Rear Shock Absorber

Here’s a Zündapp Bella R204 rear shock in place (clearly not with original bolts):


The rear shock absorber on the Zündapp Bella R204 was manufactured by the German firm Stabilus from Koblenz. They exist today, but unfortunately do not make the shocks anymore (shocker…). The type was ‘7 58’ as you can just about read here as well as how the entire shock looks when removed. Note: the bushings are missing:


Now we have a bit of a problem as shock absorbers are typically treated as ‘throw-away items’. That is, they can rarely be re-built (the front shock on the Bella R204 being an exception). So when they are no longer any good they need to be replaced. If you expand and contract the shock by hand it should be pretty hard to do and the motion should be uniform. If there are sudden shocks or movements this means the shock absorber needs replacement. When you remove the existing shock, make sure that you retain the metal tube in the bushing; you will need it again as well as the bushings if they are still any good.

Finding a replacement is a bit of a challenge. As you can see in the picture, the eyelet on the bottom of the shock has a short pipe connected to it which in turn connects to the body of the shock absorber. This short pipe is what creates a bit of clearance between the swing arm and the shock itself when mounted. You can immediately see the problem when trying to mount a replacement shock in the picture below:


The shock touches the swingarm and that is a bit of a problem, but we’ll sort that later.

First we need to find an appropriate replacement shock absorber. We’re in luck because very similar shocks are still being produced. You can either:

  • Buy a KYB shock absorber, type Premium, for the front of a Mini. Item number 442001, it can be found on-line in e-bay for about 15 GBP (H1 2014)
  • Order one from (Helmut and Iris Bougé). They have one for 45 EUR that is a bit nicer; specifically, the KYB eyelets are less fit to hold the bushings (more on that later), but both work. I can’t see what brand it is that Helmut sent me, but it has markings S-600803 on one line and below that MP 11 09 B 10 2. If you figure out where they come from, let me know.
  • Sachs 944002 also works

You can see the problem better when you lay them side by side (left is the original):


Next are the bushings. This is a bit complicated. The original Bella bushings are conical and probably shot. You can order replacement bushings from Helmut and Iris or from in the US. They look like this and cost 16 USD (H1 2014):


The KYB shock comes with pre-installed bushings, so you will have to drill those out and put the Bella ones in:


If you look carefully you can see that this eyelet is not conical so the bushings, while perfect for the old shocks, are not perfect for replacement shocks with a different form factor. But it will have to do… It would be better to make new bushings for a shock that will be around for a while that is specific to the eyelets. A project anyone?
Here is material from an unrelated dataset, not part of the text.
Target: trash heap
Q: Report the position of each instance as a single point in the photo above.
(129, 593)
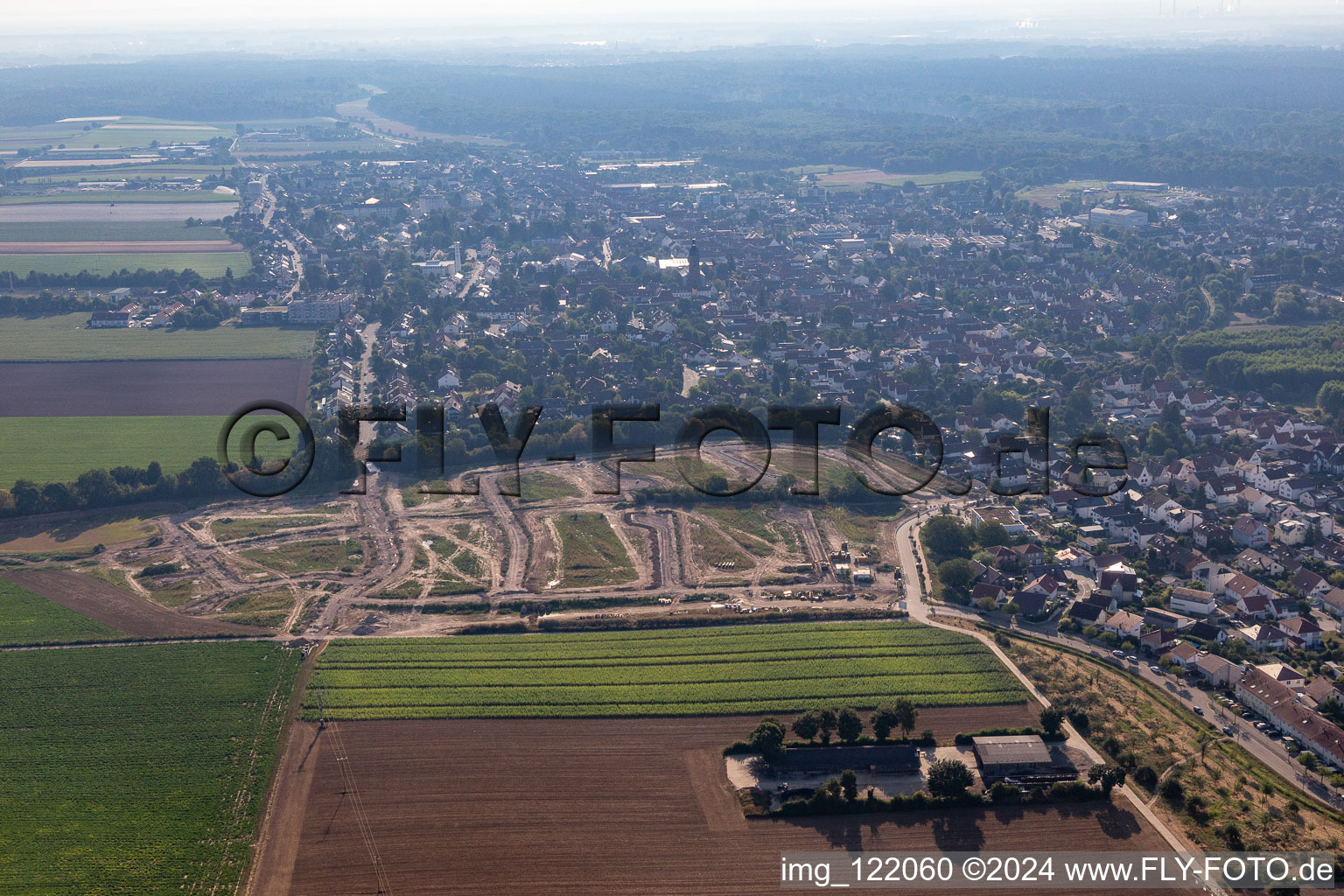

Mount the bottom of the shock first (the other way around won’t work). I used two M14 stainless steel washers to create distance between the shock and the swing arm. They fit the frame extrusion perfectly. That does mean though that the original washer on the outside won’t fit as it is too thick. I used an M8 penny washer instead. This in turn means that the nut won’t come on as far as normal (although still far enough). I used Loctite to make sure it doesn’t fall off mid-trip. Don’t throw the original washer away as it is a non-standard size and you may need it in the future.

Subsequently you can mount the top with some effort. Be careful not to bend the metal brackets on the frame too much as they can break. As with everything: gently gently. When done the whole setup looks like this:


So let’s be clear, this is not a perfect solution. The shock is now mounted under an angle (the bottom part sticks out about 4 millimeters) so the shock will probably suffer some wear, but I hope it will do the job.